No entanto, por toda a sua determinação, o programa do CHEGA levanta questões importantes: Qual é o custo de restaurar a ordem através de uma autoridade moral centralizada? Como um projeto cultural centrado no Estado se alinha com a liberdade individual? E pode surgir um verdadeiro renascimento ao impor uniformidade de cima para baixo?
Um Estado para a Família—Mas a Que Nível de Controlo?
O programa do CHEGA está fundamentado numa visão centrada na família: alívio fiscal, apoio à habitação, aposentação antecipada para avós e incentivos pró-natalistas rigorosos. A defesa do crescimento da população nativa é claramente priorizada em relação à imigração.
Mas, enquanto a defesa da autonomia familiar está em primeiro plano, a solução oferecida é a engenharia estatal da vida pessoal. A política fiscal, as escolhas reprodutivas e até os currículos escolares serão moldados por uma visão cultural e moral específica. Há pouco espaço para o pluralismo ou alternativas privadas—apenas um modelo de família, identidade e moralidade é reconhecido como legítimo.
Mérito, Sim—Mas Sempre Gerido de Cima
A reforma da educação do CHEGA propõe um retorno à meritocracia e à ordem: reintrodução de exames, aumento da autoridade dos professores e redução da burocracia. Estes são objetivos defensáveis. No entanto, a implementação pressupõe um filtro moral centralizado: banir certos temas (por exemplo, a teoria de género), tornar o conteúdo ideológico sujeito a veto parental e redesenhar a política educacional para excluir o que o partido considera como influências “woke” ou “esquerdistas”.
O risco é que as escolas se tornem campos de batalha pelo controlo cultural, em vez de instituições de pensamento independente. Uma verdadeira reforma educacional deve expandir a liberdade de escolha, e não substituir uma ortodoxia ideológica por outra.
Reforma da Justiça ou Deriva Autoritária?
O CHEGA defende uma postura firme contra o crime e a corrupção. Os apelos por julgamentos mais rápidos, penalidades mais severas e melhores condições para os profissionais da justiça reflectem frustrações legítimas do público. No entanto, o programa tende fortemente para a justiça retributiva, com propostas como sentenças de prisão perpétua e ampliação dos poderes de policiamento estatal.
Ausente nessa abordagem está qualquer menção a verificações e contrapesos sistémicos, salvaguardas de independência judicial, ou alternativas de justiça restaurativa. Sem esses mecanismos, um sistema de justiça focado exclusivamente no castigo corre o risco de se tornar um instrumento bruto de poder estatal.
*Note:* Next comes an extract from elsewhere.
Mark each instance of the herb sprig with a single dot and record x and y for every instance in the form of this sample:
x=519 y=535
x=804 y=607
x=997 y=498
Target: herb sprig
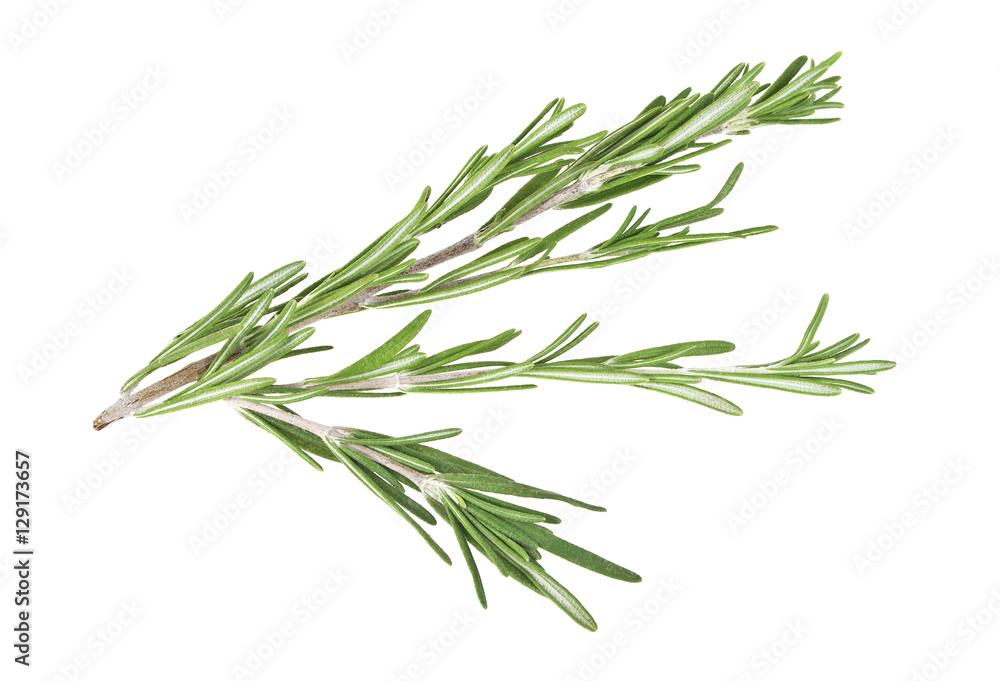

Soberania Cultural vs. Autonomia Individual
A mensagem nacionalista do CHEGA é consistente: proteger a identidade portuguesa, as tradições e o perfil demográfico. O multiculturalismo e a imigração são apresentados não como desafios a serem geridos, mas como ameaças a serem resistidas. As políticas são estruturadas em torno da conformidade cultural—imigração apenas se culturalmente alinhada, escolaridade apenas se ideologicamente “limpa” e o serviço nacional reestruturado num ritual de lealdade.
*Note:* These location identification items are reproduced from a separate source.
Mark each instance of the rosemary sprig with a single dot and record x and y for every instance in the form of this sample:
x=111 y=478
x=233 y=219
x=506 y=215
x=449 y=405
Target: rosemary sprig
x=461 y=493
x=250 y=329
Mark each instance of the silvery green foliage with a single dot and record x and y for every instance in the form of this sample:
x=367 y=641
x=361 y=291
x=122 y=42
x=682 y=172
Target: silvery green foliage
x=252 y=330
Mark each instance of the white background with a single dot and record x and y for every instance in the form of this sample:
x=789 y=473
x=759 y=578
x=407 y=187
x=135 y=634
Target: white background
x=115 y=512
No entanto, a liberdade de consciência, expressão e associação—fundamentos da sociedade democrática—são difíceis de reconciliar com uma uniformidade cultural imposta. O que começa como protecção pode rapidamente transformar-se em proibição.
O Custo Oculto da Virtude Liderada pelo Estado
O programa do CHEGA fala a linguagem da ordem, moralidade e restauração. Mas seu mecanismo é o Estado—e não um Estado minimalista. Desde a definição de conteúdo educacional até a orientação da formação familiar, o programa propõe um nível de intervenção que deixa pouco espaço para a iniciativa individual ou alternativas voluntárias.
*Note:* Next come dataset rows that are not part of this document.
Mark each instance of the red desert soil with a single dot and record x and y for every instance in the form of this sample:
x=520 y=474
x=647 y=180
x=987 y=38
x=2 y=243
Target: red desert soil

Ao tentar corrigir as falhas de um sistema inchado e ineficiente, o CHEGA corre o risco de substituí-lo por um sistema rígido e moralizante—um que pode restaurar a hierarquia, mas à custa da flexibilidade e da soberania pessoal.
Conclusão: O Renascimento Deve Vir com Moderação
O programa do CHEGA para 2025 capta frustrações legítimas: decadência institucional, deslocalização cultural e estagnação económica. Mas a cura—um Estado centralizado e ideologicamente rígido—provavelmente não servirá os cidadãos. O verdadeiro renascimento exige menos dependência do poder político, e não mais.
Para eleitores que acreditam num governo limitado, descentralização e autonomia individual, a visão do CHEGA pode parecer mais um apelo pelo controlo do que um manifesto pela liberdade.